The Labor Department’s closely watched employment report on Friday could pile pressure on the White House and Congress to speed up negotiations on another aid package. Talks have been dragging over differences on major issues including the size of a government benefit for tens of millions of unemployed workers.
A $600 weekly unemployment benefit supplement expired last Friday, while thousands of businesses have burned through loans offered by the government to help with wages.
A labor market relapse would be more bad news for President Donald Trump, who is lagging in opinion polls behind former Vice President Joe Biden, the presumptive Democratic Party nominee for the Nov. 3 election.
“The steam has gone out of the engine and the economy is beginning to slow,” said Sung Won Sohn, a finance and economics professor at Loyola Marymount University in Los Angeles. “The loss of momentum will continue and my concern is that the combination of the virus resurgence and lack of action by Congress could really push employment into negative territory.”
According to a Reuters survey of economists, nonfarm payrolls likely increased by 1.58 million jobs in July, which would be a sharp step-down from the record 4.8 million in June. That would leave payrolls 13.1 million below their pre-pandemic level. Employment peaked at 152.5 million in February.
The economy, which entered into recession in February, suffered its biggest blow since the Great Depression in the second quarter, with gross domestic product dropping at its steepest pace in at least 73 years.
There is, however, a risk of an outright decline in payrolls in July. Reports this week showed a sharp slowdown in hiring by private employers in July and continued decreases in employment at manufacturing and services industries.
Data from Homebase, a payroll scheduling and tracking company, showed a slowdown and modest reversal in employment since mid-June. The Census Bureau’s Household Pulse Survey suggested at least 6 million job losses from mid-June to the week ending July 18, when the government surveyed employers and households for last month’s employment report.
The implied job losses were in areas hardest hit by a surge in coronavirus infections. Cases of COVID-19, the respiratory illness caused by the virus, soared across the country last month, forcing authorities in some of the worst affected areas in the West and South to either shut down businesses again or pause reopenings, sending workers back home. Demand for goods and services has suffered.
“This should not be a shock,” said Elise Gould, senior economist at the Economic Policy Institute in Washington. “Economic recovery depends entirely on success in managing the spread of the virus, and this management has failed spectacularly since early June.”
The anticipated pullback in hiring would challenge the U.S. stock market’s expectation of a V-shaped recovery. The S&P 500 index .SPX is up nearly 50% from its March trough. As COVID-19 cases spiral higher, and Republicans and Democrats bicker over another stimulus package, economists see a W-shaped recovery.
Economists estimate the Paycheck Protection Program that gave businesses loans that can be partially forgiven if used for employee pay saved around 1.3 million jobs at its peak.

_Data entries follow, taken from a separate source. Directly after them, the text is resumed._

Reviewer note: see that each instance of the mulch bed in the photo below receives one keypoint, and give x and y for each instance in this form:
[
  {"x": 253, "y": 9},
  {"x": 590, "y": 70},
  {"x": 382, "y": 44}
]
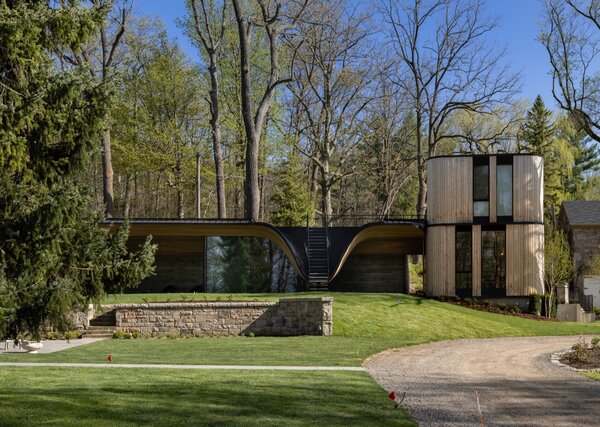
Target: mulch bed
[{"x": 582, "y": 357}]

The extra $600 weekly unemployment checks made up 20% of personal income and helped to boost consumer spending in May and June.
“The second phase of the recovery will be much more challenging,” said James Knightley, chief international economist at ING in New York. “We should be braced for weaker employment and spending numbers in the absence of a new broad and substantial fiscal package.”
Average hourly earnings are forecast to fall 0.5% in July after a drop of 1.2% in June, with most of the job gains skewed towards lower-wage industries. The workweek is seen falling to an average of 34.4 hours from 34.5 hours in June.
The unemployment rate is expected to have dropped to 10.5% from 11.1% in June. But the measurement of the jobless rate has been biased downward by people misclassifying themselves as being “employed but absent from work.” At least 31.3 million people were receiving unemployment checks in mid-July.
Economists expect state and local government payrolls will account for more than half of the employment gains in July, but this should not be viewed as a sign of strength.
The model that the government uses to strip out seasonal fluctuations from the data normally anticipates education workers to drop off payrolls in July. This, however, happened earlier because of the pandemic, which threw off the model.
“Many of the education-related layoffs that typically occur in July probably came earlier this year, so the July reading for government payrolls could be artificially strong,” said JimO’Sullivan, chief U.S. macro strategist at TD Securities in New York.